# Drywall panel orientation question



## tpagel (Jan 30, 2008)

I am going to be drywalling a cathedral ceiling in my attic. The plane of the rafter-spanned space is about 17' wide x 44' long. Does it make any difference how I orient the panels to create the ceiling. Was going to orient them parallel to the long dimension of the roof ("sideways"), and stagger them like a brick joint. The problem I see up here is that I believe the roof will sag and move more than walls, so cracks are more likely. Is there a way to minimize cracking with panel orientation? Are there more "flexible" drywall compounds to use, which would resist cracking? I typically use pre-mixed all-purpose lightweight compound.

Thanks in advance


----------



## tpolk (Nov 7, 2009)

rafter size? roof pitch? kneewall? collar ties? length of rafter being covered? age of house? roofing material?


----------



## Bob Mariani (Dec 1, 2008)

install your panels perpendicular to the rafters. If the ceiling is built correctly there is no reason to get cracks. Use 5/8" drywall. Use Durabond 90 for the first two coats. Use the pre-mixed only for the last coat.


----------



## tpagel (Jan 30, 2008)

Rafters are 2x8 at ROUGHLY 12" OC (some centers are 9-10", some are 13-14"). The depth as been extended to get decent insulation in the ceiling cavity. The guy who framed the house was not skilled. The rafters are not all in-plane, the collar ties are not all level or at the same height, and basically, the fastening methods and joinery are not all that attractive. The roof has a sagging ridgeline already, so I really think there will be movement again at some point. The house if 50 years old, so it has pretty much settled and developed its own load idiosyncrasies, I think.

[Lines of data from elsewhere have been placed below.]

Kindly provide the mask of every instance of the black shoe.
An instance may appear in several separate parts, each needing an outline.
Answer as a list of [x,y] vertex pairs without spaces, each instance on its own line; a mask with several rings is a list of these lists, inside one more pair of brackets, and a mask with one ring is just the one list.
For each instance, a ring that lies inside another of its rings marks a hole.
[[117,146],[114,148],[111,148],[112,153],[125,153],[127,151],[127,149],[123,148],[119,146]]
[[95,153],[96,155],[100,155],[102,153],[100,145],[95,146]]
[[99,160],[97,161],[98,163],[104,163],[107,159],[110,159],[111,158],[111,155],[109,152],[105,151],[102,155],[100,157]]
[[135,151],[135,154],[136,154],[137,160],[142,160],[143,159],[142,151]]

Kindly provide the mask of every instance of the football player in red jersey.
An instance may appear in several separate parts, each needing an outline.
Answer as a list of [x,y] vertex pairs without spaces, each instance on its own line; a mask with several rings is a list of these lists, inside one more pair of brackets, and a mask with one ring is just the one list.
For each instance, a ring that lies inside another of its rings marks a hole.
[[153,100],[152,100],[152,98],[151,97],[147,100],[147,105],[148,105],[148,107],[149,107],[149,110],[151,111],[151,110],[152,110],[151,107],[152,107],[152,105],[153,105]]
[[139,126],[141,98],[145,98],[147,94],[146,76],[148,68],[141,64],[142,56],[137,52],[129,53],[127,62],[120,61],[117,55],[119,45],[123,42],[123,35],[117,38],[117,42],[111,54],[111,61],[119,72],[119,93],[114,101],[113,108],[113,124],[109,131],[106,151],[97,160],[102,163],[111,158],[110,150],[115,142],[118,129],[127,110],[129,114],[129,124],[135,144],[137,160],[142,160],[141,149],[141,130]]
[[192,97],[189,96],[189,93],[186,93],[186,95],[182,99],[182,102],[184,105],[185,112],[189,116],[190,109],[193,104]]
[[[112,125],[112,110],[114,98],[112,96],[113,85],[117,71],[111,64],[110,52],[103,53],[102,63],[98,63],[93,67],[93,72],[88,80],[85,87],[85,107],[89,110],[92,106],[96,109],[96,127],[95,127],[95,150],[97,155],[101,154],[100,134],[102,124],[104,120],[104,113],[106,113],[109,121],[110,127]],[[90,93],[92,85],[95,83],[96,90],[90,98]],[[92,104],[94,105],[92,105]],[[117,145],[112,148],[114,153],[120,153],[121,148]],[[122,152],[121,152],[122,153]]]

Can I use Durabond 90 on existing drywall cracks as well, as a lasting remedy?


----------



## tpolk (Nov 7, 2009)

if you sistered to the sides of rafters for extra depth this will help to stiffen the span. hopefuly you ran stringline so bottoms are in same plane. same with ceiling collar ties.bob is right perpendicular is better altho 1/2" would probably work on those centers. ridge has probably gone where it will but if you have room you can add a stiffener to attic side of collar ties and brace to ridge in several spots


----------



## tpagel (Jan 30, 2008)

Thanks for the replies, guys. I appreciate the advice


----------



## jogr (Jul 24, 2007)

If you are finishing an unfinished attic space that already has sagging then you are adding weight to an already sagging structure and will very likely increase the sagging unless you've fixed the structural issues. 

17' wide attic, collar ties and finished space doesn't add up to me. Do you have a really steep roof? Even so it seems like you'd only have a very narrow strip with enough headroom to stand up. 

2x8 rafters at 12" oc should not sag if the ridge to plate distance is 8 1/2 feet. Are the walls the rafters sit on pushing out?


----------